System: HTC Vive
Price at Time Of Review: £7.19
Comfort Rating: Red (Extreme Movement)
Genre: Action Shooter
Input: Tracked Motion Controllers
Best Playing Position: Sitting, Standing, Room-Scale
Multi-Player: No
Age Rating: 15+
Description: I have always been alarmed by the J87 quadrant of the planeseeker by planet Costo. It would seem that space libertians, free and independent warriors, prowling in the vastness of the universe for a chance to snatch their lucky jackpot, had to penetrate into the more hellish parallels of neutrino star clusters. But this small shining point of INTELLIGENT K87 station, hovering at the edge of the event horizon, its weak nitric trickles, for a moment shuddering and disappearing into the huge all-embracing void of the Black Hole, made even the Costarian turn yellow with horror.

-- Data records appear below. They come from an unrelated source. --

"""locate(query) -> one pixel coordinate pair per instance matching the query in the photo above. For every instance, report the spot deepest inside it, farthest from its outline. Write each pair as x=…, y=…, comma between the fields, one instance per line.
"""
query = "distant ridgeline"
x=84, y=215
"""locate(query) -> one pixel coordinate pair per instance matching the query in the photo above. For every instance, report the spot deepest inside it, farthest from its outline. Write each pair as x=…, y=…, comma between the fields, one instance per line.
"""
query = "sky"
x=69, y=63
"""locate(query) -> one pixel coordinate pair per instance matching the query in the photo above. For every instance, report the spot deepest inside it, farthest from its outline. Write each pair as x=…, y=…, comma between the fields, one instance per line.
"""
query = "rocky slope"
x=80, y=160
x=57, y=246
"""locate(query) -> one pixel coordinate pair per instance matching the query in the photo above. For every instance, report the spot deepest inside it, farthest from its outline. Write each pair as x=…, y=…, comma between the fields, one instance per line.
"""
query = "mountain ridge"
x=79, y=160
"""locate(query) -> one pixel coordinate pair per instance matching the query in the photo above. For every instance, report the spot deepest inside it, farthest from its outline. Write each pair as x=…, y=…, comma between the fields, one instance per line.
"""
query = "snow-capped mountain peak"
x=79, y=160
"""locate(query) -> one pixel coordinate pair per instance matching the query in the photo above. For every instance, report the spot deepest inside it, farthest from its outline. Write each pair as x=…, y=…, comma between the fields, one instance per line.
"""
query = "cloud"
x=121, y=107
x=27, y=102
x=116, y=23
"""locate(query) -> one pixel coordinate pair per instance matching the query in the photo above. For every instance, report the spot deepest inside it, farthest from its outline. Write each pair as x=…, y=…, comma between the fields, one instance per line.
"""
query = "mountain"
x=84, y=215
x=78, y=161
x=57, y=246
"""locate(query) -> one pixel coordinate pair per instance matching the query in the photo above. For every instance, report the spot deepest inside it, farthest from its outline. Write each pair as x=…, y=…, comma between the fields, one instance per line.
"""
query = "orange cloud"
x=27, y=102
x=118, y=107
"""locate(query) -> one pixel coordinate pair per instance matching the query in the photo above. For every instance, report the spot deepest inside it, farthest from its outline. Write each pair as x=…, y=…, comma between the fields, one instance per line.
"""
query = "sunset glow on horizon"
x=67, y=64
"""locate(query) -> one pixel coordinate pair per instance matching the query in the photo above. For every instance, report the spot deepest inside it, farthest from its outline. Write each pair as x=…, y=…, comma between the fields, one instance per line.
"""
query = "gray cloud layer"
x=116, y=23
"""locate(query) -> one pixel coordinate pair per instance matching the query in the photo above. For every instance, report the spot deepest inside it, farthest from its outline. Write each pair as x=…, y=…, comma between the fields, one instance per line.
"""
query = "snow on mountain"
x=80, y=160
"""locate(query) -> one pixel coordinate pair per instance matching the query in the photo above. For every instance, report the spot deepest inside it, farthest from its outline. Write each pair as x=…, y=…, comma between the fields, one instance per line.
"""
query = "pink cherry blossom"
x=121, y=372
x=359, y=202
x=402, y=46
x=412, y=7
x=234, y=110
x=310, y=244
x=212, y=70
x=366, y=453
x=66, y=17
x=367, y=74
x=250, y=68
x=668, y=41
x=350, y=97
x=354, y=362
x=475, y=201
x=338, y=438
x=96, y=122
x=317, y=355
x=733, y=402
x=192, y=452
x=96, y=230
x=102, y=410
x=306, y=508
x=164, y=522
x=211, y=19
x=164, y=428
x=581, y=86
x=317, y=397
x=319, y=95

Our INFILTRA has passed more than 5 light years, filtering signals from malfunctioning systems of ships, stations and artificial planets. Why INTELLIGENT K87! I do not believe in bad signs, forebodings and other nonsense. But here my brain began desperately to send out calls not to receive the faulty signal. Maybe these are just flashbacks of typical space stories about INTELLIGENT K87 – all these stories about cracks and hybrogembs, techno-hybrids explicated by a black hole into our planar life projections.
Review: ‘Lost Contact’ is a pretty basic alien shooter in which you are given one assault rifle and several belt holes for ammunition. Right from the word go you can tell this is going to be a pretty crappy experience with its Russian voice over drowning everything else out. Then the shit-show really starts as you see your first alien, a poorly animated screaming thing that was about as scary as a cheap Haloween decoration and that goes for all the enemies you will see in this game, none of them are scary and none of them offers much in the way of a challenge.
My biggest gripe with this game is that you don’t get a save point and there is technically only one level. You play the same level over and over and you have to equip and load out after every death. I paid just £4.31 for this in a sale and I felt ripped off, if I had paid full price I would have asked for a refund. What happened to the good old days when indie VR games were cheap fun and full of originality? There is no way I can recommend this at the moment, but I could see it improving with age and more effort.